Em Fri, Feb 10, 2012 at 10:59:51AM -0800, Linus Torvalds escreveu:
> On Fri, Feb 10, 2012 at 9:43 AM, Peter Zijlstra <a.p.zijlstra@...llo.nl> wrote:
> >
> > So I CC'ed Linus who has a strong here, jejb since he's the one that
> > told me several time there's a number of literate dwarfs already in the
> > kernel and Jan because I think it was him that tried last on x86.
> 
> I never *ever* want to see this code ever again.
> 
> Sorry, but last time was too f*cking painful. The whole (and *only*)
> point of unwinders is to make debugging easy when a bug occurs. But
> the f*cking dwarf unwinder had bugs itself, or our dwarf information
> had bugs, and in either case it actually turned several "trivial" bugs
> into a total undebuggable hell.
> 
> It was made doubly painful by the developers involved then several
> times ignoring the problem, and claiming the code was bug-free when it
> clearly wasn't, or trying to claim that the problem was that we set up
> some random dwarf information wrong, when THAT GOES WITHOUT SAYING
> (since dwarf is a complex mess that never gets any actual testing
> except when things go wrong - at which point the code had better work
> regardless of whether the dwarf info was correct or not).
> 
> So no.
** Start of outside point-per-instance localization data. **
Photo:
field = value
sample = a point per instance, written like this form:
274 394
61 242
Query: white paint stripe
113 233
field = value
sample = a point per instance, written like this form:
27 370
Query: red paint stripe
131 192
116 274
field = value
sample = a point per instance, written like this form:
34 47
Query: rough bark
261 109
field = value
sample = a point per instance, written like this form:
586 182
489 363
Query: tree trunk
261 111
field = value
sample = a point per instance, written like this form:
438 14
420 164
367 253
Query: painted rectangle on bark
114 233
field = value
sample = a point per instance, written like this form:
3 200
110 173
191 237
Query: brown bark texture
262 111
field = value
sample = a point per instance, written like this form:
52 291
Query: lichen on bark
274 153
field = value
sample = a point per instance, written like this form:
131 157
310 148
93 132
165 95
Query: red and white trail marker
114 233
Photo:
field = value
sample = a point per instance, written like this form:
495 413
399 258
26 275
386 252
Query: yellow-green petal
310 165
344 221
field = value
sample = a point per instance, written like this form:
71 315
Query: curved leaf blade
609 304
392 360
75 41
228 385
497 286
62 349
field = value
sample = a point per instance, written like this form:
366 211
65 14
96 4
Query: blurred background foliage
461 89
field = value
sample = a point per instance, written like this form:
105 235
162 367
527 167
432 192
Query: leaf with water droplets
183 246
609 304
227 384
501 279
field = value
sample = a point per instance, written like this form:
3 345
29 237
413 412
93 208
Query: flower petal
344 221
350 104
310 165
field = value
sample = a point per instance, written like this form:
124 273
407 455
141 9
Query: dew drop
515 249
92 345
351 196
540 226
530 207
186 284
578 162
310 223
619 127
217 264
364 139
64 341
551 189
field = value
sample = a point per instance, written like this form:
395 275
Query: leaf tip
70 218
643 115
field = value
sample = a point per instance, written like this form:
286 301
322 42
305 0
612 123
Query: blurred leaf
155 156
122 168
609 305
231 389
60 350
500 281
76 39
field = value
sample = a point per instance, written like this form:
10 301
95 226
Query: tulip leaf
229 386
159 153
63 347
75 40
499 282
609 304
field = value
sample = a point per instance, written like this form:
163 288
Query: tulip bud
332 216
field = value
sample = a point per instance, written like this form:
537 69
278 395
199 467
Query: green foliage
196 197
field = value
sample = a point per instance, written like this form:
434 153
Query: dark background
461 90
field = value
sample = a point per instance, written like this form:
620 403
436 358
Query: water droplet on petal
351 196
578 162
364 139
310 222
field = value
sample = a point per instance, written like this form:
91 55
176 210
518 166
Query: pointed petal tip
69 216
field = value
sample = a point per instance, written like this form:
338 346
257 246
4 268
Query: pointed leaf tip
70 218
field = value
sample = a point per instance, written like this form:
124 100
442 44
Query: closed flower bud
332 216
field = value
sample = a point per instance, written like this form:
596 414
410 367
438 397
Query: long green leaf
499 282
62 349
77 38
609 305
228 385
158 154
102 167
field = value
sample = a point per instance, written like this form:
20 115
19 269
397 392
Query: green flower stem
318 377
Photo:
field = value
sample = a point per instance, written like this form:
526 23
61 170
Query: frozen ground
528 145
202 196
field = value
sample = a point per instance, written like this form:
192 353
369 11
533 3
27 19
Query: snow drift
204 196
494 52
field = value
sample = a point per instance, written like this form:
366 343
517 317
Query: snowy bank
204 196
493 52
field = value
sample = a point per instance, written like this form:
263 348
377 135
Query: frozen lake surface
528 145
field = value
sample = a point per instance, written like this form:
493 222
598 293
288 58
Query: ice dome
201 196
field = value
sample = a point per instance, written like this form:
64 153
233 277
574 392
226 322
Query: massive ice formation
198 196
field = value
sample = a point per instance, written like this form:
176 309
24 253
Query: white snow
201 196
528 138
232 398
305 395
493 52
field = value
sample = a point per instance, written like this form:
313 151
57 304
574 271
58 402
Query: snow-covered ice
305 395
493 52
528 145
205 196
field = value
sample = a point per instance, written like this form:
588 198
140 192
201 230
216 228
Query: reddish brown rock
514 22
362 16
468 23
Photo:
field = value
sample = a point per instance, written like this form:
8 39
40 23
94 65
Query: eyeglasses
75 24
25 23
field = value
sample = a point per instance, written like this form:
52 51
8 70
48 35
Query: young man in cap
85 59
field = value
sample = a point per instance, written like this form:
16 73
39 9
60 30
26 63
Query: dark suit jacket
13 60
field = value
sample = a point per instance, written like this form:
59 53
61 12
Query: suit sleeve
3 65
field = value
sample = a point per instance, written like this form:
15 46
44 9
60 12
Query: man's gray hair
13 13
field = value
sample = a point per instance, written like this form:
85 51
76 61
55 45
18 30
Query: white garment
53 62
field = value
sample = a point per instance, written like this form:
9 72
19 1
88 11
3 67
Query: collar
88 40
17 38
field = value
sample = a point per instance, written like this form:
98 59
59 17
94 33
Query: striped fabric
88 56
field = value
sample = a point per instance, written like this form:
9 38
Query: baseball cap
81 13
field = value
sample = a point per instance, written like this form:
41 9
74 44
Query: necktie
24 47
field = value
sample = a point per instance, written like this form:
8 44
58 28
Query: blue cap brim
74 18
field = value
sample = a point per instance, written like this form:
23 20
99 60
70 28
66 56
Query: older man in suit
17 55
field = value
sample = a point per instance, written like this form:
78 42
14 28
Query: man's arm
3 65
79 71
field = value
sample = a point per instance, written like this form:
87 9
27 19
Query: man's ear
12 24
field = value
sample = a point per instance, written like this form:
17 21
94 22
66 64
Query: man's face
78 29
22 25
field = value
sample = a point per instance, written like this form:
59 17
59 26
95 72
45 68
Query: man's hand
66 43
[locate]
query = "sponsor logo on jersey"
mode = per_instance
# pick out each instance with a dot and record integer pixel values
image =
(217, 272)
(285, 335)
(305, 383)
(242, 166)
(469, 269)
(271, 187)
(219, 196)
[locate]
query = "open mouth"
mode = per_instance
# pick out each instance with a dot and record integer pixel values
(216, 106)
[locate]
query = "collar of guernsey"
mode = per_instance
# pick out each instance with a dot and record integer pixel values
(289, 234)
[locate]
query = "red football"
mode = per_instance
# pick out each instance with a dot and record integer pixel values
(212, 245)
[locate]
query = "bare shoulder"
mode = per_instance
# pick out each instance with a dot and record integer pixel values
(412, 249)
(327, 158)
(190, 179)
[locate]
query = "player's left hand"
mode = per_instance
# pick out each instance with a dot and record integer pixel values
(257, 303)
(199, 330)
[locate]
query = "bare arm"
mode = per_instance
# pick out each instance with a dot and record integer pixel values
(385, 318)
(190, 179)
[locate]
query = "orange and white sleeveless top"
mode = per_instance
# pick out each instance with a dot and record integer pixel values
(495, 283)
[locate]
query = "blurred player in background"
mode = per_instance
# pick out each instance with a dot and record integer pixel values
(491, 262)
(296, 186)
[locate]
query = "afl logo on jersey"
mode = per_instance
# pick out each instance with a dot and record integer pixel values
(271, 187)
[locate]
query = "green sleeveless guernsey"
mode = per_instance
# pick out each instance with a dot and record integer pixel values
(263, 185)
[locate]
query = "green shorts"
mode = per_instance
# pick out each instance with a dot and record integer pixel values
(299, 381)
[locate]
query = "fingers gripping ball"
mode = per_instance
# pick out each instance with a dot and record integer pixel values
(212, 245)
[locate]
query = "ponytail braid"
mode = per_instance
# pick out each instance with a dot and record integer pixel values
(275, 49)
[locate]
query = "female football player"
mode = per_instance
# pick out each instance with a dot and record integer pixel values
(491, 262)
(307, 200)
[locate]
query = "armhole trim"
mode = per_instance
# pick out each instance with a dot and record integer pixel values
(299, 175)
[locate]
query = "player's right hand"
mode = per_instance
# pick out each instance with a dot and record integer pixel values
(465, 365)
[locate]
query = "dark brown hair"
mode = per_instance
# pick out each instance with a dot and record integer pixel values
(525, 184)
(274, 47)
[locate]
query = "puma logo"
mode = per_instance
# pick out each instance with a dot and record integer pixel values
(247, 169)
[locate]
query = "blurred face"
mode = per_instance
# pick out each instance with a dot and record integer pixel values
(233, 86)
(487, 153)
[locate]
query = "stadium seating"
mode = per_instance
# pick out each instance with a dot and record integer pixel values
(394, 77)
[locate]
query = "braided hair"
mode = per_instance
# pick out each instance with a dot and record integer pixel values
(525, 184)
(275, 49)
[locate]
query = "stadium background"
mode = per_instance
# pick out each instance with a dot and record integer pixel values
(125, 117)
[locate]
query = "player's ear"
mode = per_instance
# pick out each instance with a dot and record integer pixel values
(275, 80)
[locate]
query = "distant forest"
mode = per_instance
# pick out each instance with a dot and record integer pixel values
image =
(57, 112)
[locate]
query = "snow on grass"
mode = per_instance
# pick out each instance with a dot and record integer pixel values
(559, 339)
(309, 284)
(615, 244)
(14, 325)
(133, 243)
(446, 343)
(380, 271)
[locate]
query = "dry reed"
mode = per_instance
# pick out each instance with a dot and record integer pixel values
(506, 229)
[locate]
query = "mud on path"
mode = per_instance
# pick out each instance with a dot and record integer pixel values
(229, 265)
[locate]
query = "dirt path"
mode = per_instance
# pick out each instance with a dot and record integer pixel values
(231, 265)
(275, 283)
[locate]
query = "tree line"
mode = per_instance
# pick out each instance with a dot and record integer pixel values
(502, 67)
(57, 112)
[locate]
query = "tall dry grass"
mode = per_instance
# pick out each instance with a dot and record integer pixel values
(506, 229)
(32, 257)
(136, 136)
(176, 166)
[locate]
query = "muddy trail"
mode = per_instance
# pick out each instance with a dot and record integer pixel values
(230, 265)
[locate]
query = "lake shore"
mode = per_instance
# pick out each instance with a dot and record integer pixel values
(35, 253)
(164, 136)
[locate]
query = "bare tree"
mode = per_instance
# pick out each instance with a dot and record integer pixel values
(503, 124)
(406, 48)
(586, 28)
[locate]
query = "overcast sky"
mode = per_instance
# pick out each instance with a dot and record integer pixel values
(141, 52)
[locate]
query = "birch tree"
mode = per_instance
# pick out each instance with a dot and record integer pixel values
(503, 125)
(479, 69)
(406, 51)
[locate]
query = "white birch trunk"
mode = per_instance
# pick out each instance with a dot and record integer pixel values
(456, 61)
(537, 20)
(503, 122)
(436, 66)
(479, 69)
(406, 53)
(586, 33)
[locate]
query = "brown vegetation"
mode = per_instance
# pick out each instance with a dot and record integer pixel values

An unwinder that is several hundred lines long is simply not
> even *remotely* interesting to me.
> 
> If you can mathematically prove that the unwinder is correct - even in
> the presence of bogus and actively incorrect unwinding information -
> and never ever follows a bad pointer, I'll reconsider.
> 
> In the absence of that, just follow the damn chain on the stack
> *without* the "smarts" of an inevitably buggy piece of crap.

"Vote for --fno-omit-frame-pointer! One register is a cheap price to pay
for not going insane!"

/me goes back to non political things.